20 ist die Gotteszahl NZZ am Sonntag 15.08.2010
Vor 30 Jahren kam der Zauberwürfel Rubik's Cube auf den Markt, inzwischen ist er das meistverkaufte Spielzeug der Welt. Jetzt haben Mathematiker sein letztes Rätsel gelöst. Teil 1 Teil 2
Ein kleiner Bub reicht einem finster aussehenden Roboter einen verdrehten Zauberwürfel. Der hebt den Würfel vor sein Blechgesicht, wendet ihn hin und her - und beginnt dann, blitzschnell mit seinen Metallarmen an den Scharnieren zu drehen, bis nur noch eine Farbe pro Seite zu sehen ist. Das Internet ist voller solcher Videos von Menschen und Maschinen aus aller Welt, die einen vollständig verdrehten Zauberwürfel wieder in die Ausgangsposition bringen. Ein 18-jähriger Niederländer schafft es in 7 Sekunden, ein Roboter aus Lego in 10, ein Franzose mit verbundenen Augen in 23, und ein 3-jähriges Kind löst die Aufgabe in weniger als 2 Minuten.
Für Mathematiker aber behielt der Würfel ein grosses, bis heute ungelöstes Problem: das Rätsel der Gotteszahl. Darunter versteht man die kleinste Anzahl von Drehungen, die notwendig sind, um den Würfel aus jeder beliebigen Stellung wieder zu ordnen.
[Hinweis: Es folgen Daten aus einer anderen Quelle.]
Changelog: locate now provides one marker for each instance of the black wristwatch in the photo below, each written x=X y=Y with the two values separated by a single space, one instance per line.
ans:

Jetzt hat ein deutsch-amerikanisches Team diese Aufgabe gelöst: "Die Gotteszahl ist 20", sagt der Darmstädter Mathematiker Herbert Kociemba.
Der Zauberwürfel kam vor 30 Jahren in Mitteleuropa auf den Markt und fasziniert bis heute Menschen jeden Alters - Geschicklichkeitssportler, Mathematiker und Designer. Ausser im Deutschen heisst der Zauberwürfel in aller Welt Rubik's Cube, benannt nach seinem Erfinder. 1974 hat der ungarische Architekt und Bauingenieur Ernö Rubik ihn entwickelt - um den Studenten, die er unterrichtete, räumliches Denkvermögen beizubringen. 1975 liess Rubik ihn patentieren, aber erst 1979 bekam eine US-Firma von der kommunistischen Führung Ungarns eine Lizenz zur Herstellung.
1981, ein Jahr nach der Markteinführung, war die Euphorie auf dem Höhepunkt. 160 Millionen Stück wurden bis dahin verkauft. Die USA und Europa drehten am Würfel, Magazine wie der "Spiegel" und "Spektrum der Wissenschaft" veröffentlichten erste Anleitungen zur Lösung.
Heute liegen die Verkaufszahlen bei insgesamt 350 Millionen, damit ist der Zauberwürfel wohl das meistverkaufte Spielzeug aller Zeiten. In den letzten Jahren erlebte er sogar eine Renaissance. Es gibt T-Shirts, Lautsprecher und Taschen, die sein Muster tragen, der US-Songwriter Adam Green singt, dass er mit dem Würfel begraben werden möchte.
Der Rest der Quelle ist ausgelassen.